Las paradas se sucedían de forma más y más espaciada, en nuestro viaje. ¿A dónde vamos ahora, conductora? ¿Llegaremos al fin a la periferia y regresaremos después, alguna vez, al centro? Ella sujetaba su volante, por toda y consecuente respuesta a una pregunta no verbalizada. Miraba a uno y otro lado de la calzada, precavida; sobre todo en los cruces: con eso nos bastaba, porque quizás a esas alturas ya no parásemos nunca.

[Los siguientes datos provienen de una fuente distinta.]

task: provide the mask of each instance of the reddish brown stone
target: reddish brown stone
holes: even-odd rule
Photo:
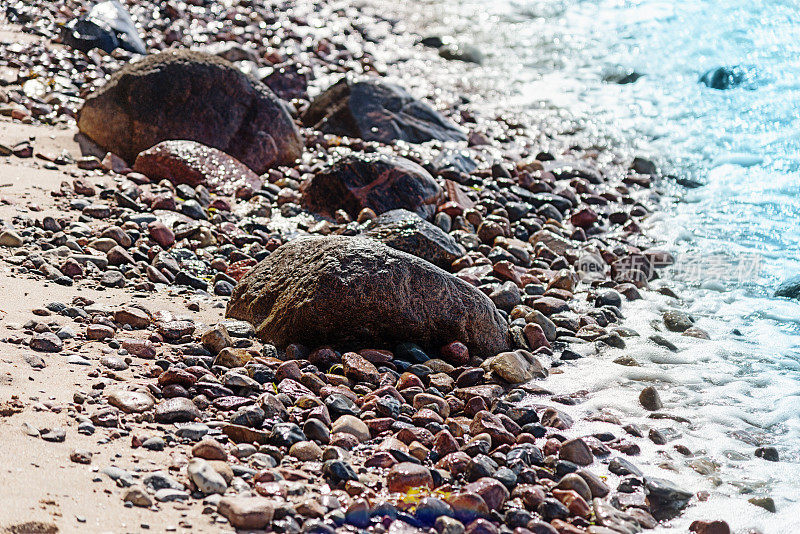
[[[469,428],[473,436],[489,434],[492,437],[492,445],[495,447],[505,443],[514,443],[514,435],[506,430],[500,418],[491,412],[484,410],[475,414],[475,419]]]
[[[168,139],[224,150],[255,172],[294,162],[303,140],[269,88],[216,56],[145,56],[89,95],[81,132],[126,161]]]
[[[436,467],[449,471],[451,475],[457,476],[466,473],[467,466],[469,466],[470,457],[465,452],[451,452],[438,462]]]
[[[373,364],[355,352],[342,354],[342,367],[344,376],[355,382],[366,382],[376,385],[380,380],[380,373]]]
[[[427,467],[403,462],[389,470],[386,486],[392,493],[405,493],[412,488],[433,489],[433,477]]]
[[[133,167],[152,180],[202,184],[223,194],[232,194],[243,184],[254,190],[262,185],[258,175],[236,158],[195,141],[163,141],[141,152]]]
[[[453,365],[466,365],[469,362],[469,349],[459,341],[448,343],[441,350],[442,359]]]
[[[480,495],[489,510],[497,510],[498,512],[509,497],[506,487],[495,478],[479,478],[475,482],[467,484],[464,489]]]
[[[284,347],[376,346],[458,339],[471,353],[507,350],[508,325],[466,282],[377,241],[345,236],[295,239],[237,284],[227,315],[256,325]],[[502,390],[502,388],[501,388]]]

jueves, 17 de julio de 2008
Aventuras asombrosas
Me dormí en los aledaños de la pendiente que daba comienzo a la montaña y soñé que coronaba su cima. Al despertar sentí una felicidad que me duró hasta comprender que no puedes culminar una ascensión sin ascender. Caído en la cuenta empecé a subir, mas la ilusion me faltaba: ya estuve allí hacia donde iba.
Tuve que dejar otra vez la cumbre a mis espaldas, regresar sin su secreto.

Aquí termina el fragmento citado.